Mimari Tasarlamada Görselin Hegemonyasına Karşı Çok-Duyulu Bir Yaklaşım

 

Gelişen teknoloji, kolaylaşan görsel bilgi üretimi, gittikçe artan sayıda temsil ve paylaşım ortamları, görsel bilginin merkezde olduğu kuramsal ve pratik üretimleri artırmakta; görme odaklı düşünme ve temsil ortamlarındaki bu artış ve gelişme, insanların alışkanlıklarını, davranma, düşünme ve algılama biçimlerini de etkilemekte ve değiştirmektedir. Psikologlar, sosyologlar ve antropologlar gibi farklı disiplinlerden araştırmacıların bir araya gelerek yürüttükleri, görme, görsel bilgi, görsel algının nasıl yönlendiği ile ilgili araştırmalar ve bu durumu destekler niteliktedir. Genellikle, gündelik hayatın içerisinde fark edemediğimiz ve pek de üzerine düşünmediğimiz bu durum, mimarlık gibi düşünmenin ve üretmenin görsel ağırlıklı olduğu bir disiplinde, görselin baskınlığı sonucu mekânın diğer yanları göz ardı edilmekte ve bunun sonucunda mekânsal deneyim dar sınırlar içerisinde kalabilmektedir. Mimaride görselin hâkimiyeti üzerine düşünüldüğünde, tasarımın estetik kaygılardan daha fazlası olduğu, fiziksel ve zihinsel pek çok katkısının olduğu sonucuna varılabilir. Son yıllarda mimarlar ve tasarımcılar diğer duyuları, yani ses, dokunma, koku ve bazı durumlarda tat duyusunu tasarıma dahil etmeyi artırsalar dahi, bilişsel sinirbilim alanından ortaya çıkan, insan zihninin çok-duyulu doğası muğlaklığını korumaktadır.

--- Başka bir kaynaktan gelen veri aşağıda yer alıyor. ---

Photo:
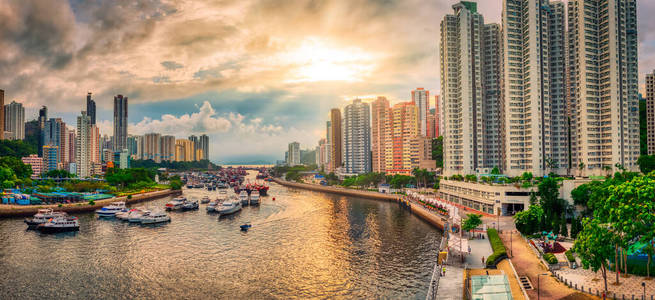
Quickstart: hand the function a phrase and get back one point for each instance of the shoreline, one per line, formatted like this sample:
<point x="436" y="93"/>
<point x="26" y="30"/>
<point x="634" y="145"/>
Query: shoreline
<point x="418" y="210"/>
<point x="12" y="210"/>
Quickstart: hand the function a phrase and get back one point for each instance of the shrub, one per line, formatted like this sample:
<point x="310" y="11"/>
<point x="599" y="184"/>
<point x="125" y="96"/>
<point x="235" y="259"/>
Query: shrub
<point x="550" y="258"/>
<point x="497" y="246"/>
<point x="569" y="255"/>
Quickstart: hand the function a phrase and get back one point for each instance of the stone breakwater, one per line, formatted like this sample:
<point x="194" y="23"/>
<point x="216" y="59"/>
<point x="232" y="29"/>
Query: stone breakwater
<point x="415" y="208"/>
<point x="29" y="210"/>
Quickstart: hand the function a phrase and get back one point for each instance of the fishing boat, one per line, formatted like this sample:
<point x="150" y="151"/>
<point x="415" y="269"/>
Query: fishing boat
<point x="243" y="197"/>
<point x="42" y="216"/>
<point x="254" y="198"/>
<point x="112" y="209"/>
<point x="229" y="207"/>
<point x="59" y="224"/>
<point x="190" y="204"/>
<point x="175" y="204"/>
<point x="156" y="217"/>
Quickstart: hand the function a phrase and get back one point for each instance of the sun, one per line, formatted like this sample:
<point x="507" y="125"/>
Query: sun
<point x="316" y="60"/>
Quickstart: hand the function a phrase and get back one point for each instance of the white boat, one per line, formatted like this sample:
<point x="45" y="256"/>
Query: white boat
<point x="155" y="217"/>
<point x="243" y="197"/>
<point x="59" y="224"/>
<point x="138" y="215"/>
<point x="229" y="207"/>
<point x="190" y="204"/>
<point x="42" y="216"/>
<point x="175" y="203"/>
<point x="254" y="198"/>
<point x="111" y="210"/>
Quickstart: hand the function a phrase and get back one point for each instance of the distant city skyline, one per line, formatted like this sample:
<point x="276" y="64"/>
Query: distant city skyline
<point x="244" y="75"/>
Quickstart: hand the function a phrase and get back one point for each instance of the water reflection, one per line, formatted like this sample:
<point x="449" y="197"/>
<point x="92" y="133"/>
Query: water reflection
<point x="303" y="245"/>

Duyusal bağlamda zenginleştirilmiş, duyusal farkındalığın tasarlama esnasındaki kararlara etki edebildiği tasarımlar ile herkes için daha fazla deneyim sunan mekânsal üretimler aracılığıyla insan zihninin çok-duyulu zihinsel yapısını harekete geçirmek mümkündür. Bu çalışmada ise, hem tekil olarak ele alındığında hem de, daha önemlisi, çoklu olarak incelendiğinde duyu-mimari tasarım etkileşiminin bir özeti sunulmaktadır.